Like teammate Jarell Martin, LSU forward Jordan Mickey didn’t need a lot of time to decide that he’s ready to take his game to the next level.

Mickey, an All-Southeastern Conference first-team pick this season, is giving up his final two years of college eligibility to enter the NBA draft, he and his father confirmed Tuesday.

The 6-foot-8 Mickey, a native of Dallas, joins his frontcourt mate of the past two seasons, Martin, in leaving LSU early for the professional ranks.

Martin, who was also a first-team All-SEC pick this season by the league’s coaches and media, announced last Wednesday that he was leaving school to pursue a pro basketball career after two years with the Tigers.

Mickey and Martin teamed up this season to give LSU, which finished 22-11 and earned an NCAA tournament bid for the first time since 2009, one of the best forward combinations in the country.

James Wright Sr. said his son made a final decision over the weekend after weighing his options and consulting with family members and people close to him following LSU’s season-ending loss to North Carolina State on March 19.

“I had a few people tell me and I talked to a few people,” Mickey said by phone from Dallas. “With the type of player that I am and the ability I have, especially with my defense and rebounding, it translates well to the NBA.

“A lot of NBA players can score; they need guys that can come in and play defense and rebound.”

Mickey has flashed that ability in two seasons at LSU, averaging 14.0 points, 8.8 rebounds and 3.4 blocked shots in starting all 65 games he played in. He led the SEC in blocks both years and this season had 113 to lead the nation with an average of 3.6 per game.

When he recorded 106 blocks as a freshman, Mickey became the second player in school history to reach triple digits in blocks in a single season — joining Shaquille O’Neal in that exclusive club.

Mickey, who was in Dallas to get treatment for an ankle injury he played with most of the season, said he informed LSU coach Johnny Jones of his decision “a day or two ago” and released a text announcing his intentions Tuesday.

“This was a tough decision because I hate to leave my teammates and LSU family,” Mickey said in the text. “We have been through a lot in the past two years as we have grown as a team. This is just the beginning for LSU, I’m confident great things are coming in the near future for this team as they continue to grow.

“I wanted things to end on a better note, but due to injuries I was limited in what I could do for my team,” he said. “Trust that I gave it my all.”

Mickey struggled in the final month of the season with ankle and shoulder injuries that limited his effectiveness when trying to defend bigger, stronger players in the paint.
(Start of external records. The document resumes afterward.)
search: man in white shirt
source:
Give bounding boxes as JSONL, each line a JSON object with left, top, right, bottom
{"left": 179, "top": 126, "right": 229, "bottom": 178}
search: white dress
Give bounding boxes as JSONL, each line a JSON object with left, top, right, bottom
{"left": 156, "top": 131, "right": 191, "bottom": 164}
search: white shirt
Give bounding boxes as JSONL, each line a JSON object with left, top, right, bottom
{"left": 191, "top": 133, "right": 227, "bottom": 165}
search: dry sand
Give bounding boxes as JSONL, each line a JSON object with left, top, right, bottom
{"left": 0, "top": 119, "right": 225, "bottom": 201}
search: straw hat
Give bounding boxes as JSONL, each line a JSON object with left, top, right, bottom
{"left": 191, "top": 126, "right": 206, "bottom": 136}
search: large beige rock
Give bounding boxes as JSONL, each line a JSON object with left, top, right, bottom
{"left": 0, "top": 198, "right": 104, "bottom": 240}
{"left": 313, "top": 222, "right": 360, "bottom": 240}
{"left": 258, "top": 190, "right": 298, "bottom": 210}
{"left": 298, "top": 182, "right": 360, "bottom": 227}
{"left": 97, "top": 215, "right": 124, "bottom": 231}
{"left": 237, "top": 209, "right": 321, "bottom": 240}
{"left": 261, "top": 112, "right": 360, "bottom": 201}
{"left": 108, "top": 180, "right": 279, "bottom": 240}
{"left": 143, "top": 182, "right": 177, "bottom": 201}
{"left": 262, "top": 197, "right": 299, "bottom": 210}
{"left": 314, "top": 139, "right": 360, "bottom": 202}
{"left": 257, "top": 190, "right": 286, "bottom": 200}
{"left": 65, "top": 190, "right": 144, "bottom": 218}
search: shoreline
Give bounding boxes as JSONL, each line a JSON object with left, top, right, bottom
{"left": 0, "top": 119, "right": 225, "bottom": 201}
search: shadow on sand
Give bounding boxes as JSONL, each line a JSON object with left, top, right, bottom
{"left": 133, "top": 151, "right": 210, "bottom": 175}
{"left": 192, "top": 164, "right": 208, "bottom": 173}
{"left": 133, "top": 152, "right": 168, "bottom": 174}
He also battled an iron deficiency that sapped his energy.

Wright said an unofficial decision to turn pro was made at midseason after getting feedback from various sources about his son’s future.

“We kind of felt at midseason that his body of work was good enough to enter the draft,” he said. “It was really tough on Jordan the way the end of the season unfolded, but he’s confident in his ability — especially his defense, rebounding and shot-blocking.

“Those are his strongest assets, and they translate to the NBA far easier than offense,” he said. “He finished in the top five in most defensive categories in the SEC, and that led him to believe he had done all he could as far as college opportunities go. So now we’ll see what’s at the next level.”

Mickey, who averaged 15.4 points and 9.9 rebounds in 31 games this season, considered leaving for the pros a year ago. But he decided just before the deadline to enter the draft to return for his sophomore season.

Mickey is ranked 57th on’s draft board, but most mock drafts have he and Martin, who is ranked 31st, as early second round picks.

The loss of Mickey and Martin means Jones will have at least two new starters next year to go with the three-guard lineup of Tim Quarterman, Keith Hornsby and Jalyn Patterson who played the final 1½ months of the season.

The good news is 6-10 forward Benny Simmons, the nation’s top-rated recruit who signed in November, will get one spot up front with Arizona transfer Craig Victor, a 6-9 power forward, likely filling the other when he becomes eligible in early December.

LSU also has a commitment from five-star guard Antonio Blakeney of Orlando, Florida, and is in the running for five-star guard Malik Newman of Callaway High School in Jackson, Mississippi, as well as 6-7 forward Melvin Frazier, a four-star prospect from L.W. Higgins High School in Marrero.

“I want to thank Jordan Mickey for the impact he made on the LSU basketball program over the last two years,” Jones said in a university news release. “Jordan’s growth, hard work and competitive spirit allowed us to compete at a higher level. We want to wish Jordan and his family all the best as he continues to pursue the next chapter of his basketball career.”

Mickey on Driesell list

Earlier Tuesday, Mickey was named to the Lefty Driesell All-America team, which automatically makes him a candidate for the Driesell defensive player of the year award that will be presented Friday in Indianapolis.

Also making the Driesell list was former LSU guard Anthony Hickey, who played this season at Oklahoma State, and Louisiana-Lafayette guard Jay Wright.